An analogy from science:
In elementary school, we teach children that electrons travel around an atom's nucleus in nice circular orbits at discreet energy levels. Later on, we say that the electrons don't exactly travel in circles and that they hang out in dumbbell shaped probability spaces. Next, the high end physics guys talk about quarks and leptons. At each stage of education, more detail is provided.
The problem with Jewish education is that, when it comes to certain subjects, the extra details are never provided. There are legions of Jewish men running around, for example, who can't discuss Chumash with any intelligance. In their mind, midrashim are literal, and Rashi's purpose is to tell us exactly what happened. The problem is so endemic that the views of other Rishonim and Achronim - indeed Midrashim that aren't cited by Rashi - are cavalierly dismissed. (For an example, see this comment thread where "lakewood yid," clueless as ever, can't seem to wrap his head around the possibility that a gloss his first grade Rebbe gave him was incomplete.

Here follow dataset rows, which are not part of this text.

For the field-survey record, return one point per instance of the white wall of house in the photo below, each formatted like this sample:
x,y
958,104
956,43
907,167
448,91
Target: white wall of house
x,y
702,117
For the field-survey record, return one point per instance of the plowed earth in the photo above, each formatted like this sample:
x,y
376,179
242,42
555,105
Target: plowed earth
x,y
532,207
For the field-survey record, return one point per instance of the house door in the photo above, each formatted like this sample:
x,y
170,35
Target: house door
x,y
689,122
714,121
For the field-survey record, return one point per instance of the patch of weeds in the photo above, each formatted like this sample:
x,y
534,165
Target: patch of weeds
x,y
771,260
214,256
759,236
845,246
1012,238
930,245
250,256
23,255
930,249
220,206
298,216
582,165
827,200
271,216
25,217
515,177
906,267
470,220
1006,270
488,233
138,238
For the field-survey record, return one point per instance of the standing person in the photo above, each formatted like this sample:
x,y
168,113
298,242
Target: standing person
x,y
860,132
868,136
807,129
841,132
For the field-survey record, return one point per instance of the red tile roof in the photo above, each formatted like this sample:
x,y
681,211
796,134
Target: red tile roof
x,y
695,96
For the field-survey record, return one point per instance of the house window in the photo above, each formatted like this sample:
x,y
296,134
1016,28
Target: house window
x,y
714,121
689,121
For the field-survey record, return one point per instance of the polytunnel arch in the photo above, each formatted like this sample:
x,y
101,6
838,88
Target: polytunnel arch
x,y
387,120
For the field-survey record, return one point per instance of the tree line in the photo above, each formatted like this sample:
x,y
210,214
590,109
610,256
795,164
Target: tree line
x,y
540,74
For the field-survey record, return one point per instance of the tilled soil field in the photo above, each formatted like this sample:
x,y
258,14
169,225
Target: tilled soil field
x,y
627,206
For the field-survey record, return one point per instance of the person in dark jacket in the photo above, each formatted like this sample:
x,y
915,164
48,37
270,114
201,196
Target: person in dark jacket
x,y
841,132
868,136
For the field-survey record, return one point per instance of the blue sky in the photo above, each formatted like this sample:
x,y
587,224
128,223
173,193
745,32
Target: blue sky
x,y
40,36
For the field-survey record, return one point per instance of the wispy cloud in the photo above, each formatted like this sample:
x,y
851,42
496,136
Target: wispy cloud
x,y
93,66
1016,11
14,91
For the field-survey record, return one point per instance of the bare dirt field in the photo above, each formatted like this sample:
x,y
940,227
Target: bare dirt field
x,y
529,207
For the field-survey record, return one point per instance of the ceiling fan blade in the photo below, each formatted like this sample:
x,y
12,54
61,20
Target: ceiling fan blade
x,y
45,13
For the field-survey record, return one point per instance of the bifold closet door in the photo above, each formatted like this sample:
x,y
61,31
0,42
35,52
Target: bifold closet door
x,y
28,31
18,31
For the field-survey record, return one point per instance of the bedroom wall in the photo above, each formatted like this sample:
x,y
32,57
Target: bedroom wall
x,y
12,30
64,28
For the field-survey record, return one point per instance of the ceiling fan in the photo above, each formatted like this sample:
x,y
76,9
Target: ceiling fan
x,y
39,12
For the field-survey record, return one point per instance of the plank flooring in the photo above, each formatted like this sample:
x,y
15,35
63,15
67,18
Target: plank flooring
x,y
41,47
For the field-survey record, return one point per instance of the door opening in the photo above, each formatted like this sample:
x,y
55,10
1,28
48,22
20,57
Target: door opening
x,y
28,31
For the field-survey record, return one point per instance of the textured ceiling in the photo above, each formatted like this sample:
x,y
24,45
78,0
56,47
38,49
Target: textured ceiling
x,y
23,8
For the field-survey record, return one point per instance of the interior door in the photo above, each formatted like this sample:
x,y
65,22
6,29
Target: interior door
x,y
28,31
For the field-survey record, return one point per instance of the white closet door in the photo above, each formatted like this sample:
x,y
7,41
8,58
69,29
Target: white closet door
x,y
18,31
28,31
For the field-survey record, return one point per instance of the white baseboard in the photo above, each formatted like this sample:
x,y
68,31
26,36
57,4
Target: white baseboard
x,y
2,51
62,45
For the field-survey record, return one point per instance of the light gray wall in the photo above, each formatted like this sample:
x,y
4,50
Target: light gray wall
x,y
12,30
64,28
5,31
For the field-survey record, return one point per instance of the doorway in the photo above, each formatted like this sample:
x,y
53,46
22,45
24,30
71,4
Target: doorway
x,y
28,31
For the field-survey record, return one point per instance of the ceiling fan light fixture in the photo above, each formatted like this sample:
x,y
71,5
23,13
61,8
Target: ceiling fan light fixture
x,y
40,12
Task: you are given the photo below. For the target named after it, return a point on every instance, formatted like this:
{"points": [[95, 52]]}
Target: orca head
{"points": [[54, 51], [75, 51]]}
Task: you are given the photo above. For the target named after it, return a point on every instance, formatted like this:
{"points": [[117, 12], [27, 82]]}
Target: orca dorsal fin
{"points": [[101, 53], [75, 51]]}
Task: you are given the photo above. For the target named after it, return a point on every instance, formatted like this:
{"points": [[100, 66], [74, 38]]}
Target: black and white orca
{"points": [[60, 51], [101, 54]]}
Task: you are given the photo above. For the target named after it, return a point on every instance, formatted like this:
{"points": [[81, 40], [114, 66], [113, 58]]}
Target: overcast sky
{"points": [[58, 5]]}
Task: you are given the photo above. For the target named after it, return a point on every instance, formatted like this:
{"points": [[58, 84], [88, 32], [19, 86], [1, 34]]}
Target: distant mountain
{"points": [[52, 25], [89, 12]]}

To save himself the chore of re-examining and adding nuance to an old idea, he's accused me of fabricating a Maharal, a Maharal that is cited in the Schottenstein Talmud on Sotah 11A. )
The irony is that many of these ignoramouses are well-informed when the subject is Jewish law; somehow they've managed to accept that multiple levels of understanding exist when the issue is a legal one. The same people who can effortlessly recount the opinion of 15 achronim when the question is kashrus, refuse to leave Rashi's bes medrash when we're discussing chumash. It's really quite bizarre.